An attorney that focuses on divorce and child custody law knows that the applicable legal standard is the best interest of the child. However, decisions based on that standard cannot be generalized into a formula. Rather, each case is unique, with lifestyle factors unique to each family.
One common theme in such determinations, however, is hearing testimony from each parent and child. If a court deems a child old enough to express an opinion, it may want to hear whether the child has any preferences for living with one parent or in one location. The court may also want to hear about the environment that each parent would provide for a child, if awarded custody.
Yet even if custody is not jointly awarded, the non-custodial parent is usually awarded a visitation schedule. In fact, many family law courts prefer a parenting arrangement that is equal, regardless of which parent the child resides with for purposes of legal custody. Under a 50-50 parenting arrangement, a child would divide his or her time evenly between parents.

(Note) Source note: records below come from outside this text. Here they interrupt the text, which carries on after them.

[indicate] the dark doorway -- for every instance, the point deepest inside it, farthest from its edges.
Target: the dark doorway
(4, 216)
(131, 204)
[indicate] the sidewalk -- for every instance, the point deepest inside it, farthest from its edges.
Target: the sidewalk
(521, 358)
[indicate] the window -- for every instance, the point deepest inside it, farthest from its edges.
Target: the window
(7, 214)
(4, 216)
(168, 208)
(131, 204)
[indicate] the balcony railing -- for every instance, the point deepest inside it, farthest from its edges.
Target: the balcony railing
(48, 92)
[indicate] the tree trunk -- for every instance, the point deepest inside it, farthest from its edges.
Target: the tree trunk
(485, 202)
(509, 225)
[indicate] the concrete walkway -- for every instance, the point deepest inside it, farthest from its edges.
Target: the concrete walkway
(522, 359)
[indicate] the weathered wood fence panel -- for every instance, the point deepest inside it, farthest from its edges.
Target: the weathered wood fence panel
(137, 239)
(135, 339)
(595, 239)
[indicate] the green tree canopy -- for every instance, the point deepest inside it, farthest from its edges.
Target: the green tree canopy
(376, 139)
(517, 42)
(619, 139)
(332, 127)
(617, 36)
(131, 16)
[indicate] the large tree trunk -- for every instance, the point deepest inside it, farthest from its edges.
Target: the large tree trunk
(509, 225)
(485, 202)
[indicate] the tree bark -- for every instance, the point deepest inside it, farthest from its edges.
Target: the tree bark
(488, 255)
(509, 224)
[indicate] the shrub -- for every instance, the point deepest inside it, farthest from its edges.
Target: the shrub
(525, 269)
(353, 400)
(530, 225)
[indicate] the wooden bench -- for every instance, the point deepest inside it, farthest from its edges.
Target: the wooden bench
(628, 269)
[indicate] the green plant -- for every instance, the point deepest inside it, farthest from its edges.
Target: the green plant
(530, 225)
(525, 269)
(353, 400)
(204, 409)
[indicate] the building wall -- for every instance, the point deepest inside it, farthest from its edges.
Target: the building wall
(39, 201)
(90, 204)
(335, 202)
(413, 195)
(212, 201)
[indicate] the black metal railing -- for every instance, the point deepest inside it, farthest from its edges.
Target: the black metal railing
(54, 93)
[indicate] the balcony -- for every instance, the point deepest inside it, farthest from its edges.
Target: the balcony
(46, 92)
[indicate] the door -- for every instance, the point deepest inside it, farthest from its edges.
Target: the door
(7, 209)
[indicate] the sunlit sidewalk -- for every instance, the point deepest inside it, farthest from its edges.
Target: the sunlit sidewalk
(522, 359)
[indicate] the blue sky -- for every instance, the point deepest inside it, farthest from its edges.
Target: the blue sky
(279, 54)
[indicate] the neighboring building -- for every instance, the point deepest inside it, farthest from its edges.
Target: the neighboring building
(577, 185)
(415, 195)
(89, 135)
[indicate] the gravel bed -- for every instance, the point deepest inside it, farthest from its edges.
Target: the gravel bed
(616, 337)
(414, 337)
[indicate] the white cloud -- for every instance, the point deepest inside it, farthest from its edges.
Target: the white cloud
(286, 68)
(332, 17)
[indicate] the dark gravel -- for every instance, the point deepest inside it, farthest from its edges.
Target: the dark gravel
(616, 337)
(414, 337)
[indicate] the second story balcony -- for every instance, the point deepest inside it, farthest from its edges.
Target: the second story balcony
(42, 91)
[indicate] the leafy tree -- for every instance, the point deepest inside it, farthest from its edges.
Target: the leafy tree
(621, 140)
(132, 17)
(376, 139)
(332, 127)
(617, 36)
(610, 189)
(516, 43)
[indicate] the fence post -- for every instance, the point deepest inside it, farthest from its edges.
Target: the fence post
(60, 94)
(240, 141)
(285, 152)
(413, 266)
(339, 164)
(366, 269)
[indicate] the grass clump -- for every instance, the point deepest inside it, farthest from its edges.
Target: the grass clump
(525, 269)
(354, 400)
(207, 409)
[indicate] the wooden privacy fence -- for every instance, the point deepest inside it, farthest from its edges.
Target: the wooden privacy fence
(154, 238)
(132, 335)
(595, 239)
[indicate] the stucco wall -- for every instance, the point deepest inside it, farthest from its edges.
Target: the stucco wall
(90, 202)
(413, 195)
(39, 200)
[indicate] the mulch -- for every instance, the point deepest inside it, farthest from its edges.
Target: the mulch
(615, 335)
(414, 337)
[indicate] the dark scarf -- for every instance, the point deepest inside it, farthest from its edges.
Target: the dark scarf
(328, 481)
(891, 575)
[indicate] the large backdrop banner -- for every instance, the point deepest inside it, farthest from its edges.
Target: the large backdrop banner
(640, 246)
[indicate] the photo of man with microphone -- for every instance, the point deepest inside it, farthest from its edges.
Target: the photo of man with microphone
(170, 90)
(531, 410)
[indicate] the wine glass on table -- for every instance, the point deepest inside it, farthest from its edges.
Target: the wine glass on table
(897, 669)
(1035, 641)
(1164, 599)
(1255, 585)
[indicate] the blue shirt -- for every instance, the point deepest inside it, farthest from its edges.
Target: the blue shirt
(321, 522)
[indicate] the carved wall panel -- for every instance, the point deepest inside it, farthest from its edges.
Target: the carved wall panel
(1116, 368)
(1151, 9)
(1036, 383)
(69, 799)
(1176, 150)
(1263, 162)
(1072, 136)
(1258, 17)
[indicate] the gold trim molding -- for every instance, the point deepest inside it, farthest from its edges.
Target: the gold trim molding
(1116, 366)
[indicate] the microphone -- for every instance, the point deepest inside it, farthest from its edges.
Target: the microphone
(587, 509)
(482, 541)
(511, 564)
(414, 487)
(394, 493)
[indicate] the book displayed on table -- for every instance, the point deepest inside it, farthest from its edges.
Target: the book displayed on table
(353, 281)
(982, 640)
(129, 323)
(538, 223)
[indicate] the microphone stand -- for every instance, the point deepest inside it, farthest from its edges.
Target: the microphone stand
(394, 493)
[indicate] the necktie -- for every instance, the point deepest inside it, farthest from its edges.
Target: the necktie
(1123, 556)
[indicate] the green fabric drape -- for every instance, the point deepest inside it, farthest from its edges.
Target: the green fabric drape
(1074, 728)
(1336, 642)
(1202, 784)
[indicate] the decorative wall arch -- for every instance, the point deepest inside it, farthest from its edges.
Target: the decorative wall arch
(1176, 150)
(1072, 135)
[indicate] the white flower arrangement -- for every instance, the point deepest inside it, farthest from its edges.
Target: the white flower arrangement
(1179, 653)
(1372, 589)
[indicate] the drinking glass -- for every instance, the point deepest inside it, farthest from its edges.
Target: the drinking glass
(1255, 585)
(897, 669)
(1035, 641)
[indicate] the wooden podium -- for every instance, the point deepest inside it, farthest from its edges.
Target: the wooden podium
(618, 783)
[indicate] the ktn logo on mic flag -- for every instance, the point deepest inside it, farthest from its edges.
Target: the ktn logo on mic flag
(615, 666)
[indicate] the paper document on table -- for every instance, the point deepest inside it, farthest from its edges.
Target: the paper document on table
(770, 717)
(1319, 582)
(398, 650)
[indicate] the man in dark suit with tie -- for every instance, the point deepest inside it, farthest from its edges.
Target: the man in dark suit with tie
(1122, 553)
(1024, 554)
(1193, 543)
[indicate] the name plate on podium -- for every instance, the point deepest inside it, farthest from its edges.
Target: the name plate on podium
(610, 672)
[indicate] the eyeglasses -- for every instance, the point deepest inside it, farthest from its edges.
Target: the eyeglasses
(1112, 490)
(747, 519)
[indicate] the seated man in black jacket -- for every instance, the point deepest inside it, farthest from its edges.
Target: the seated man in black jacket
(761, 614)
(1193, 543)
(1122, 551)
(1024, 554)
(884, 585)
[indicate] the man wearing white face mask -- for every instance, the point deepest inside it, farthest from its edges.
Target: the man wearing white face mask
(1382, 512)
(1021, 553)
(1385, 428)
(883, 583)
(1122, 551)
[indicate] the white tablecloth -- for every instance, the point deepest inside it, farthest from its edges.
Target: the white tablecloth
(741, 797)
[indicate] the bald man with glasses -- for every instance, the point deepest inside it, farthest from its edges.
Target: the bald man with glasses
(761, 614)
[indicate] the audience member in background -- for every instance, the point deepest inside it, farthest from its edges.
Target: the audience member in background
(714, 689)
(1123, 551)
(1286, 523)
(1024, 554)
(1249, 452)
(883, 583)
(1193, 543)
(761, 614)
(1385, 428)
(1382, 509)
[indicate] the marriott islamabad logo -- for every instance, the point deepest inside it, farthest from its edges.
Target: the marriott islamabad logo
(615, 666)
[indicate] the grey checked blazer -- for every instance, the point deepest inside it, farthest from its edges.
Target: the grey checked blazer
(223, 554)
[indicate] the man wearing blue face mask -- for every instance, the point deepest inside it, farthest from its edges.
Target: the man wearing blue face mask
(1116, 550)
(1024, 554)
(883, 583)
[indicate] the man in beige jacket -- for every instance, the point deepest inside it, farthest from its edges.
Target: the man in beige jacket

Given that trend, an attorney might advise parents going through a divorce to cooperate as much as possible. Such efforts will be rewarded after the divorce, when parents will have to cooperate to make parenting arrangements work. A shared parenting arrangement may require creativity in planning around busy schedules, and a cooperative attitude can go a long way toward smoothing the process. Leave the negotiating to your child custody and support lawyer. A lawyer can work to protect your interests if cooperation fails.